Não são só os números, efetivamente, que procedem de uma essência estável. Quando, no Hípias maior, Hípias diz que «o belo é uma bela rapariga» (287 e), dá um exemplo de coisa bela sem ter definido a Beleza; pois, como faz notar Sócrates , também se fala de «bela lira» ou mesmo de «bela marmita»; se uma coisa é bela, é porque existe algo que dá beleza às coisas belas (288 a); é a presença do Belo em si que confere a beleza a tudo aquilo que reconhecemos como tal. Assim, «aquele que reconhece a existência da beleza absoluta (auto kalon ) e que é capaz de apreender ao mesmo tempo essa beleza e as coisas que participam dela, sem confundir essas coisas com o belo nem o belo com essas coisas» (Rep. , V. 476 cd), esse possui uma verdadeira vida e o seu pensamento é um conhecimento. Assim, uma coisa não é bela em si, mas antes porque participa do Belo em si (Fédon, 100 cd) e «a beleza que reside neste ou naquele corpo é a irmã da beleza que reside noutro, e, supondo que se deva perseguir a beleza que reside na forma [...] seria o cúmulo da loucura não considerar como una e idêntica a beleza que reside em todos os corpos» (Banquete , 210 a). Deste modo, assim como o Lísis (219 c) nos mostrou que indo de objetos amados em objetos amados chegamos a um princípio que não nos deve remeter para outro objeto amado , mas que deve ser o objeto de amor primeiro em vista do qual dizemos que todos os outros são amados, devemos também falar de um Belo em si, dum Igual em si, etc; assim, de cada si podemos falar do seu Real em si, do seu ser (Fédon, 78 d) que permanece idêntico e uno sem alteração. No Parmênides (130 c), Sócrates hesita quando Parmênides lhe pergunta se existe uma ideia do cabelo, da lama, da sujidade, e Parmênides responde-lhe que é por ele ainda ser novo que não sabe o que responder; quando a filosofia se tiver apoderado dele não desprezar á nenhuma daquelas coisas, pois não existe nada vil na casa de Zeus .

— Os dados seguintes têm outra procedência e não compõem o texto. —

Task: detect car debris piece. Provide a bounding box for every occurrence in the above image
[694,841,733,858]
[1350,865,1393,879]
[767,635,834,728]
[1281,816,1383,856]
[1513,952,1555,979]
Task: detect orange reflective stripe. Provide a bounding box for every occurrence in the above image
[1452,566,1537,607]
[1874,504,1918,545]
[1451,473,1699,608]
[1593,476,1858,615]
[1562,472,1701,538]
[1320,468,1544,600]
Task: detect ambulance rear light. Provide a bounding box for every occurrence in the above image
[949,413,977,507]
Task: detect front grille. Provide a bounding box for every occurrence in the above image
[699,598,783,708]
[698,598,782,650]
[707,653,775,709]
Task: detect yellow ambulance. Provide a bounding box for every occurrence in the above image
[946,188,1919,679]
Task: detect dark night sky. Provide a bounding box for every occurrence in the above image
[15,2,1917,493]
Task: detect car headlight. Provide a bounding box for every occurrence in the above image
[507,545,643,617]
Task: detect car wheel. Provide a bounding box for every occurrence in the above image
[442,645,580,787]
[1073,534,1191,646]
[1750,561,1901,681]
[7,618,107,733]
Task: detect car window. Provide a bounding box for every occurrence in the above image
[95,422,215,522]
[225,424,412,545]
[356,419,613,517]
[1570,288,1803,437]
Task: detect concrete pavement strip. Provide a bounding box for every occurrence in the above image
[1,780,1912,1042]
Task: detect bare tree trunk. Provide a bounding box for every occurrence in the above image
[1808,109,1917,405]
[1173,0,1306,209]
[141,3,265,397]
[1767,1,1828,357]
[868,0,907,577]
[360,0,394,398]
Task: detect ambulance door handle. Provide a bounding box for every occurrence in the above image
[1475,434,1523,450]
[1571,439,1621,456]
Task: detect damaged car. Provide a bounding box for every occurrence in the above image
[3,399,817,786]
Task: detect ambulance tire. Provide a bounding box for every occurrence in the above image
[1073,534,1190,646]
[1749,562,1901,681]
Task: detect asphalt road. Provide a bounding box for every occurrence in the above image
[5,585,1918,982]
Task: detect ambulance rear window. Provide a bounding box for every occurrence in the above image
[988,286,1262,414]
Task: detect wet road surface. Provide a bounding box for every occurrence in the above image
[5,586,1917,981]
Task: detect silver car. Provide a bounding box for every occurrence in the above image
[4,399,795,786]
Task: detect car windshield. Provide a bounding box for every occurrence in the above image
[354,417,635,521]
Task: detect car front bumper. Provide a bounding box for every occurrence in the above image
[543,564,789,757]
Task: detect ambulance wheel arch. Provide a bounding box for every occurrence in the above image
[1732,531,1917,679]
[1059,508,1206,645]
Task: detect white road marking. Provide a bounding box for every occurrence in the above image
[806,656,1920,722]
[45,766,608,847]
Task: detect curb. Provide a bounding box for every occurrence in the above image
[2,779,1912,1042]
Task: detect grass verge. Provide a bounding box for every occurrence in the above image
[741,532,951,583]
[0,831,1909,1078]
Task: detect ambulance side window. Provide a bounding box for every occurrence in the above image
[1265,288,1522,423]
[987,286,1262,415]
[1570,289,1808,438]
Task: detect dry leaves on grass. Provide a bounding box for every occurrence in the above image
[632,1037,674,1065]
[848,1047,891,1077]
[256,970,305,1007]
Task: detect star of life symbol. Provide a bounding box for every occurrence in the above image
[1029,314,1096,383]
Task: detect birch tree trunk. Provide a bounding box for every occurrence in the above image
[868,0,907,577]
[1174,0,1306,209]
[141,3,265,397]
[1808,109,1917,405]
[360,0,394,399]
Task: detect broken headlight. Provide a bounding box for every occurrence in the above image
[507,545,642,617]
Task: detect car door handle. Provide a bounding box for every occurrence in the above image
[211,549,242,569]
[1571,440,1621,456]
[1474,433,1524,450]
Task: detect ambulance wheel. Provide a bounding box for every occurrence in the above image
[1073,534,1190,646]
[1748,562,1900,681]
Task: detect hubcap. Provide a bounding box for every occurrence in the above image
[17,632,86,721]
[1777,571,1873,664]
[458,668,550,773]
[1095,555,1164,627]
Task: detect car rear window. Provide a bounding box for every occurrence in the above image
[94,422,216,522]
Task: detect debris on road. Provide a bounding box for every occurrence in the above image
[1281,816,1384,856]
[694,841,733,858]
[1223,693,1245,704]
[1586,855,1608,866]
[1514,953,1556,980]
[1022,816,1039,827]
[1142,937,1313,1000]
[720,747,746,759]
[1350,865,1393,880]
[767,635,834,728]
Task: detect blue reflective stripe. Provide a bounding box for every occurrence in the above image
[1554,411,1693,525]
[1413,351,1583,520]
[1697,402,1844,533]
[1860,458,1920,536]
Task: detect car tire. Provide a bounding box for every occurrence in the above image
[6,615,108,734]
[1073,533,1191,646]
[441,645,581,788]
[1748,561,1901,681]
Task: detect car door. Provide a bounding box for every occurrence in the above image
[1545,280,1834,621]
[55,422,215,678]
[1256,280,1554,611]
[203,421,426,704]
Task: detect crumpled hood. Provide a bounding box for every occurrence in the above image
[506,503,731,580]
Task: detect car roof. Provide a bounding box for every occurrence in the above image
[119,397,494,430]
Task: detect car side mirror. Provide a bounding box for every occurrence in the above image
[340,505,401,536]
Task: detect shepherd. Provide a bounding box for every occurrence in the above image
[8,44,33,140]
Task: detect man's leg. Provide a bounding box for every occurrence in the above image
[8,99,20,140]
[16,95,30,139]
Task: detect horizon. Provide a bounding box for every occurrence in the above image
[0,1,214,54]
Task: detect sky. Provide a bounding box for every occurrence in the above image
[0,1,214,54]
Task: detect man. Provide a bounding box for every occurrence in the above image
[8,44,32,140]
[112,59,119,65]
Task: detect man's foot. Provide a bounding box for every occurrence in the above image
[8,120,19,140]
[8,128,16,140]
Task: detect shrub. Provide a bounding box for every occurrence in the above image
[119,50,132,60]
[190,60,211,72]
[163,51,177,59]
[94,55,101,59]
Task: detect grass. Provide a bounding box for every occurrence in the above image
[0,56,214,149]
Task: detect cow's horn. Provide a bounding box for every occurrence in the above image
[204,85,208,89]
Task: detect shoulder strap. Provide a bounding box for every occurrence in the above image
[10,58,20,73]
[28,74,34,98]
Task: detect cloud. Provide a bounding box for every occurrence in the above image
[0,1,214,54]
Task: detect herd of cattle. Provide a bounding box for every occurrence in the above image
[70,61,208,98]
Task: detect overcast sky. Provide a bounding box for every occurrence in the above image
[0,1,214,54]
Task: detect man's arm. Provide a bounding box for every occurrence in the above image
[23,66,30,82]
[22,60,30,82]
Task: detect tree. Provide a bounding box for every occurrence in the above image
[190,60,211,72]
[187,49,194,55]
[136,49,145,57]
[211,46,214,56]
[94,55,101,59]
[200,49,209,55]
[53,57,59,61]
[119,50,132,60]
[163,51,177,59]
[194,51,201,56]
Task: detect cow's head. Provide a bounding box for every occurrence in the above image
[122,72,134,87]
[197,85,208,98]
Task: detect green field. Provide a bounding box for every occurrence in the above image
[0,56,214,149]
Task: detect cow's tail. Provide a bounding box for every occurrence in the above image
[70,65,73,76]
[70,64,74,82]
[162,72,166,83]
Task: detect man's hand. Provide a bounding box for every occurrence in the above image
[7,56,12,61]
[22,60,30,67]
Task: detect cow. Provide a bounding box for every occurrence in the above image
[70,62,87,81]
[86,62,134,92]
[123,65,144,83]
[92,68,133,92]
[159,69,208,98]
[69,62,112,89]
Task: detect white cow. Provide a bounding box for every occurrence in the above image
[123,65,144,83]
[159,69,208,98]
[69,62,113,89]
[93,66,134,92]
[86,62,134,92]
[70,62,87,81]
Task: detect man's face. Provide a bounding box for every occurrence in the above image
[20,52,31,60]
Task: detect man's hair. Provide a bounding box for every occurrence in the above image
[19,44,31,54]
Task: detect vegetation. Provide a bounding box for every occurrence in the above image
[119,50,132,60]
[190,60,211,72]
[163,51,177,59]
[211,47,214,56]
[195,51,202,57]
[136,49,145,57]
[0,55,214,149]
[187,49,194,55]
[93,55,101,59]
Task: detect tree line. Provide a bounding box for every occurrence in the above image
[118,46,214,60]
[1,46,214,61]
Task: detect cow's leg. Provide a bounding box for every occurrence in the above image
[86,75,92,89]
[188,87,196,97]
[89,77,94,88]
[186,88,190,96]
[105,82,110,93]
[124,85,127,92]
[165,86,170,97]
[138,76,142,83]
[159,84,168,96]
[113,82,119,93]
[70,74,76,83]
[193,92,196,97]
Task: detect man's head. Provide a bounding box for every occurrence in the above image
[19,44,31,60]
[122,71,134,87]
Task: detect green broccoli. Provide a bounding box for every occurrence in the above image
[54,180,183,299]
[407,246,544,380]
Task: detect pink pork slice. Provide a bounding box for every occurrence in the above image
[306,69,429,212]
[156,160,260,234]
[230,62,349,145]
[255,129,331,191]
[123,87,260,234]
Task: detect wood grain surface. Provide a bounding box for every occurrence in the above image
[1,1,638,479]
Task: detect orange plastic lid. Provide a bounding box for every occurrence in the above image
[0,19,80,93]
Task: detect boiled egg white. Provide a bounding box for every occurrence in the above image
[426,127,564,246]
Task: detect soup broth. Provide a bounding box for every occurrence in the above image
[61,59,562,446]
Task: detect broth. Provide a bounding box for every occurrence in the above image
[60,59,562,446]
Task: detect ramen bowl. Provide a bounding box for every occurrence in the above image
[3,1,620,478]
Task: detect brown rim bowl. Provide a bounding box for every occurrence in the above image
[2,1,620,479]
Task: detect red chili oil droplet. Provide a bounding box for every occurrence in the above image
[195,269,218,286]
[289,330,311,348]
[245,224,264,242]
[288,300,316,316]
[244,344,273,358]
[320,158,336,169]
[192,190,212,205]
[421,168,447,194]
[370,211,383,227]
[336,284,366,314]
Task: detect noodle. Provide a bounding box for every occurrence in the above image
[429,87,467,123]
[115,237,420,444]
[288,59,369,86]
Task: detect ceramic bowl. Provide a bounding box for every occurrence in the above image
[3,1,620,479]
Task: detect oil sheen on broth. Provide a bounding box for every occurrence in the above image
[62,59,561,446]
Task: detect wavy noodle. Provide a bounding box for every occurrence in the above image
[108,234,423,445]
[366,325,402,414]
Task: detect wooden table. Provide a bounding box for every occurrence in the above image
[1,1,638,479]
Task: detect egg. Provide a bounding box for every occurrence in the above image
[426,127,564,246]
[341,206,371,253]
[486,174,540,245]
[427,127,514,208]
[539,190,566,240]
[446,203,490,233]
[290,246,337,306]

De fato, as coisas não são fruto do acaso mas antes de uma ordem , de uma justeza, de uma justiça, de uma arte adaptada à natureza de cada coisa; quer se trate da alma , de um animal , de um corpo ou de um móvel, «a virtude de cada coisa consiste numa ordenação e numa disposição feliz resultante da ordem» (Górgias, 506 d). Podemos desde logo compreender o exemplo célebre das três camas, dado na República (596 o e seg.). A cama que vemos no quadro do pintor é um quadro aparente, a cama feita pelo carpinteiro é Uma cama particular, mas Deus não é o artesão desta ou daquela cama, é aquele que fez a cama essencial. Deste modo, a ideia insere-se na estrutura do mundo, que lhe dá o seu total sentido.
Por isso a definição de ideia que nos foi transmitida por Xenocrates corresponde de fato ao ensinamento de Platão: «A ideia é a causa que serve de modelo (aitia paradeigmatike) para os objetos cuja constituição se inscreve para toda a eternidade na natureza [1].
Natureza da ideia
«Afirmamos», diz Platão, «a existência do Belo em si, do Bom em si, e do mesmo modo, para todas as coisas que posicionamos anteriormente como múltiplas, declaramos que a cada uma corresponde a sua ideia que é única e à qual chamamos de essência» (Rep., VI, 507 b), e Platão acrescenta que «as coisas múltiplas são vistas e não concebidas, e as ideias são concebidas e não vistas».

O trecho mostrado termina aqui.